YENİKÖY'ÜN HEYBETLİSİ ŞEHZADE BURHANEDDİN EFENDİ YALISI
II. Abdülhamid’in oğlu Burhaneddin Efendi için amcası Abdülaziz tarafından 1911’de satın alınan ve şehzadenin adını taşıyan 64 odalı yalı, Boğaz’daki en büyük
yalılardan biri. 1880’lerde inşa edilen yalının ilk sahibi, dönemin ünlü sarraflarından Varki Vartaks’mış. Şehzade yalıyı 1912’de kendi zevkine göre yeniden yaptırmış. Birinci Dünya Savaşı’ndan sonra İstanbul’dan ayrılan Burhaneddin Efendi, New York’a yerleşmiş ve orada 1949 yılında ölmüş. Türk asıllı Mısırlı Ahmed İhsan Bey satın alınca yalı halk arasında Mısırlılar Yalısı olarak da bilinmeye başladı. Boğaz’ın en uzun rıhtıma sahip sahilhanelerden biri olan yalının arka bahçesinde ise büyük bir kışlık köşk bulunuyor.
ARMONİLERİN MEKÂNI FETHİ AHMED PAŞA YALISI
Kuzguncuk’ta göreceğiniz en muhteşem bina Fethi Ahmed Paşa Yalısı ya da diğer adıyla Pembe Yalı, 18’inci yüzyılda geleneksel mimari üslupta yapılmış. Fethi Ahmed Paşa, Sultan Abdülmecid’in ablası Atiye Sultan’la evliymiş ve sarayların dekorasyonundan sorumluymuş. 1846 yılında Aya İrini’de İstanbul’un ilk askeri müzesini kurmakla görevlendirilmiş. 1911 ve 1948 senelerinde İstanbul’u ziyaret eden İsviçreli ünlü mimar ve tasarımcı Le Corbusier yalıya hayran kalmış. Besteci Franz Lizst burada misafir edilmiş. Yalının sadece selamlık kısmı bugüne ulaşabilmiş. Harem bölümü 1927 senesinde çıkan yangında kül olmuş. Yalının arka tarafındaki koru da aynı adı taşıyor ve İstanbul Büyükşehir Belediyesi’ne ait güzel manzaralı bir işletmeye ev sahipliği yapıyor.

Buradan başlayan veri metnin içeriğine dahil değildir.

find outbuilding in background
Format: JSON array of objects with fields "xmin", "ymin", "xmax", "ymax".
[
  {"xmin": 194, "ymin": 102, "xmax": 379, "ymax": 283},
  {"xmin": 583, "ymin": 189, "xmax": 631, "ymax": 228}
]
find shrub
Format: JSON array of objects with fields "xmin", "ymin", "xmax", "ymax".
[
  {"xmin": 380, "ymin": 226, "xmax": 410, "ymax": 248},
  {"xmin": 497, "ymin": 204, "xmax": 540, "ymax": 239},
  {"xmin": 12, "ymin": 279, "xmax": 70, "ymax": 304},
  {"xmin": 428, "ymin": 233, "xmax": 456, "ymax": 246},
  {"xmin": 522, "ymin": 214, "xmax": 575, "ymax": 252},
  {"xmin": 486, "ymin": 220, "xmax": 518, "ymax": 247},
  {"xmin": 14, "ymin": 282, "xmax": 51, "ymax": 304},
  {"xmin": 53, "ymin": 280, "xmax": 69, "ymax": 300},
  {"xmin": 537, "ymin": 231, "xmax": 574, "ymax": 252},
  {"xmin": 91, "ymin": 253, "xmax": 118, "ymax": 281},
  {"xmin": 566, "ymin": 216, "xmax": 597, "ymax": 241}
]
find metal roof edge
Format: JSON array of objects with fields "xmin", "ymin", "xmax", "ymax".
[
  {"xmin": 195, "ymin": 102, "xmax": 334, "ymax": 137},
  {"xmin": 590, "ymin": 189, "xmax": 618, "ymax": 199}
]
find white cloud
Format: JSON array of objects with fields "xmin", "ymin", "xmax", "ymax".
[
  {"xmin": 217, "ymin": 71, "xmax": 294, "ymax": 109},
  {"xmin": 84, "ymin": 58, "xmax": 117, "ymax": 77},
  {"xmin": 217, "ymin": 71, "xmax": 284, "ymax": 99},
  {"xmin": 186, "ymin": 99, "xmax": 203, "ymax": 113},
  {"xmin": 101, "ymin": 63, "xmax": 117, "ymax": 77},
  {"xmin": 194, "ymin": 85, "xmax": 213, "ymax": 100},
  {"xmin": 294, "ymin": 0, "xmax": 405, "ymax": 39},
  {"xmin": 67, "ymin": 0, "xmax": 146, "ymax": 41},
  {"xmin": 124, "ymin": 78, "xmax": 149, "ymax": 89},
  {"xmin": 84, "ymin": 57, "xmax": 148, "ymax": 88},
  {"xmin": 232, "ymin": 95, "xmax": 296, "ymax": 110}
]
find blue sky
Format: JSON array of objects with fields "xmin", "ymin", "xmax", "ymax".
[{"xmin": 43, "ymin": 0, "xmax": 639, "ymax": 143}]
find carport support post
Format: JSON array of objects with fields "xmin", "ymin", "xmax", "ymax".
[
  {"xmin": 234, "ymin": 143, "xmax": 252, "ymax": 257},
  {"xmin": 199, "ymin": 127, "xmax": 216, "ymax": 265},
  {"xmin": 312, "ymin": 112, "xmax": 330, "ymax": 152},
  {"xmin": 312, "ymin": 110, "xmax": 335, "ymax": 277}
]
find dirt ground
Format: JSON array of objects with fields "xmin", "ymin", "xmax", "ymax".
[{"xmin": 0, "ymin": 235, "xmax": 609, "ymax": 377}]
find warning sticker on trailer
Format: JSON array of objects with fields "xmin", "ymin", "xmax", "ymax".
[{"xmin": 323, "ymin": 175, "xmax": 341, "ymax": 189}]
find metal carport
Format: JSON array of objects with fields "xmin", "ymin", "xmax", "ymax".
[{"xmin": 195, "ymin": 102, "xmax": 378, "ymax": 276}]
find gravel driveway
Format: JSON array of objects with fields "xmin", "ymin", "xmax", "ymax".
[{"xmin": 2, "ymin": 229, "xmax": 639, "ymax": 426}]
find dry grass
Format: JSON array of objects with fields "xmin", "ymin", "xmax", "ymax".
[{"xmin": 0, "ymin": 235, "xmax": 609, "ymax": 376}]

“BOĞAZ DÜNYANIN KOLYESİYSE YALILAR DA ONUN İNCİLERİ” DİYEN YAZAR, TARİHÇİ VE REHBER SAFFET EMRE TONGUÇ, BOĞAZ’IN HER İKİ YAKASINDAKİ SARAYLAR, KÖŞKLER, CAMİLER, KİLİSELER VE MÜZELERE EŞLİK EDEN YALILARI, SADECE GÜZEL YAPILAR OLMAKTAN KURTARIYOR VE YAŞAM ÖYKÜLERİYLE ANLATIYOR.
BEYAZPERDEYE KONU OLAN MABEYİNCİ FAİK BEY YALISI
Vaktinde Haydarabad Nizamı Bereket Şah’ın eşi Esra Bereket’in yaşadığı, Beylerbeyi’ni süsleyen bu güzel yalı, bir kült film olan Topkapı filminde kullanılmıştı. Melina Mercouri ve Peter Ustinov’un başrollerini paylaştığı 1964 yılında çekilen filmde hırsızlar Topkapı Hançeri’ni çalmaya çalışıyorlardı.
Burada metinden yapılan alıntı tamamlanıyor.